2 Calculated for 16% gradient = .16 g acceleration
3 4 motors - absolute max @ 475 A. 62 NM
4 Max current would reduce to 440 Amps.Lynch Motor Co. Ltd., PO Box 919,

To calculate Gear Ratio required by an Electric Vehicle:

Torque = Mgsd/2 (See formula 5)

Plot this out for different values of Slope from 1 in 4 to 1 in 10. Then calculate how fast the vehicle can run up each slope to keep within the power available on 60 v Lynch motor = 10.5KW

Assuming M = 1100 Kg
g = 9.81 M/sec/sec
d = 0.5 M (diameter of wheel)

Then Mg d/2 = 2698
ie Torque = 2698 x Slope (expressed as fraction ie. 25% = 0.25)

Table is then as follows:

Gradient     Torque (NM) Overall Gear Ratio (1) Max speed on gradient M/sec MPH Double Motor Gear ratio MPH
1:4 25% 0.25 674 27:1 4 9 13.5:1 18
1:5 20% 0.2 539 21:1 5 11 10.5:1 22
1.6 16.7% 0.167 447 18:1 6 13 9:1 26
1.10 10% 0.1 269 11:1 10 22 5.5:1 44

NOTES: (1) Ratio required to keep Torque at motor below 25NM (2) Speed below which power is less than 10.5 KW.

We have several Ford Fiestas running for 2 or 3 years with single motors.
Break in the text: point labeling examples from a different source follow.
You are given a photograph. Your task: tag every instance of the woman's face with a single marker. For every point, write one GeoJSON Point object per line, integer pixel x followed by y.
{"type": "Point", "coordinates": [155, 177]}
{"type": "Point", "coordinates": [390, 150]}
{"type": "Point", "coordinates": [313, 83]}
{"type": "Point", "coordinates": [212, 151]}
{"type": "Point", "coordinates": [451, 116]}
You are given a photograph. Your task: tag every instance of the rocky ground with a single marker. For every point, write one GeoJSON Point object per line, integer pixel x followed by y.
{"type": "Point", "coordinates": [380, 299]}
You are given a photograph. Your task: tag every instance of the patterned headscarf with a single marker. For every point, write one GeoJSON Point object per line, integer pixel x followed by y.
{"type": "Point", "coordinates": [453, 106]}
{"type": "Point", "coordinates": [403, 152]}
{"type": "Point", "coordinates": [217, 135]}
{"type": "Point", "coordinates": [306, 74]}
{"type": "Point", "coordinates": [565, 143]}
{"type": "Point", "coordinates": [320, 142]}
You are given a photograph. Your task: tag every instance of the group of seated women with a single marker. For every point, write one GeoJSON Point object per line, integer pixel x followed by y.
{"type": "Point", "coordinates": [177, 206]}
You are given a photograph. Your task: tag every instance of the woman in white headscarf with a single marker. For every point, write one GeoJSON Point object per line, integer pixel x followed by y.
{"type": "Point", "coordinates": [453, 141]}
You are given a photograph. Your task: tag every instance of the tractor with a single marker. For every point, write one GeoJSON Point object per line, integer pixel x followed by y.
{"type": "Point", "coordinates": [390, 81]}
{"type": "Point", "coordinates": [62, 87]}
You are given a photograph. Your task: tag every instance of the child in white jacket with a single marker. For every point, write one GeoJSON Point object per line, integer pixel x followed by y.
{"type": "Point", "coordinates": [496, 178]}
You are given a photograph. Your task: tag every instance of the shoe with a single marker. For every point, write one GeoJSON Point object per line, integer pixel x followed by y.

The motor can be run at higher currents for short periods - eg 2 x continuous torque for 5 secs, eg for climbing ramps and curves. This should not be relied on for continuous running. Nevertheless the double motor gives much more margin on hills and accelerating from rest.
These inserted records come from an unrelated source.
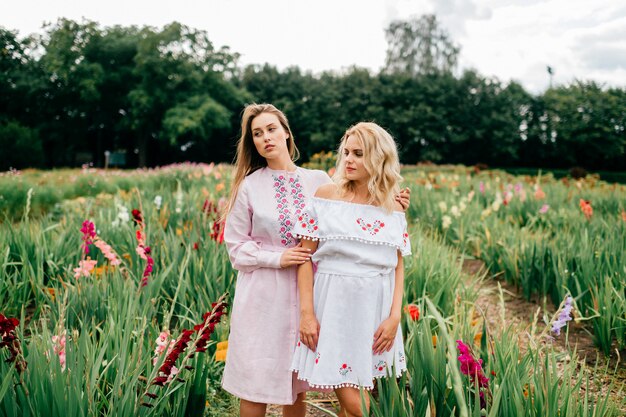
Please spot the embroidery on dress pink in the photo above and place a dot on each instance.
(372, 228)
(380, 366)
(308, 223)
(344, 369)
(283, 205)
Our double-motor Fiesta, with gearbox, gives over 50 m range with lead-acid batteries and over 40m driven hard in quite hilly country. We do not think the expense of Ni-Cd is necessary. Our customer, John Pochin, of Barkby, Leicester, UK, has been running a Lynch electric Fiesta for three years and is pleased to share his experience. Phone: +44 (0)116 264 0863 or Fax: +44
(0)116 269 5646

NOTE: The double motor uses two Lynch armatures linked together mechanically. The armatures can be connected electrically in parallel or in series, allowing max applied EMF and current of 60 Volts 400 Amp, or 120 Volts 200 Amp respectively. Max. continuous power output in both cases is 21KW.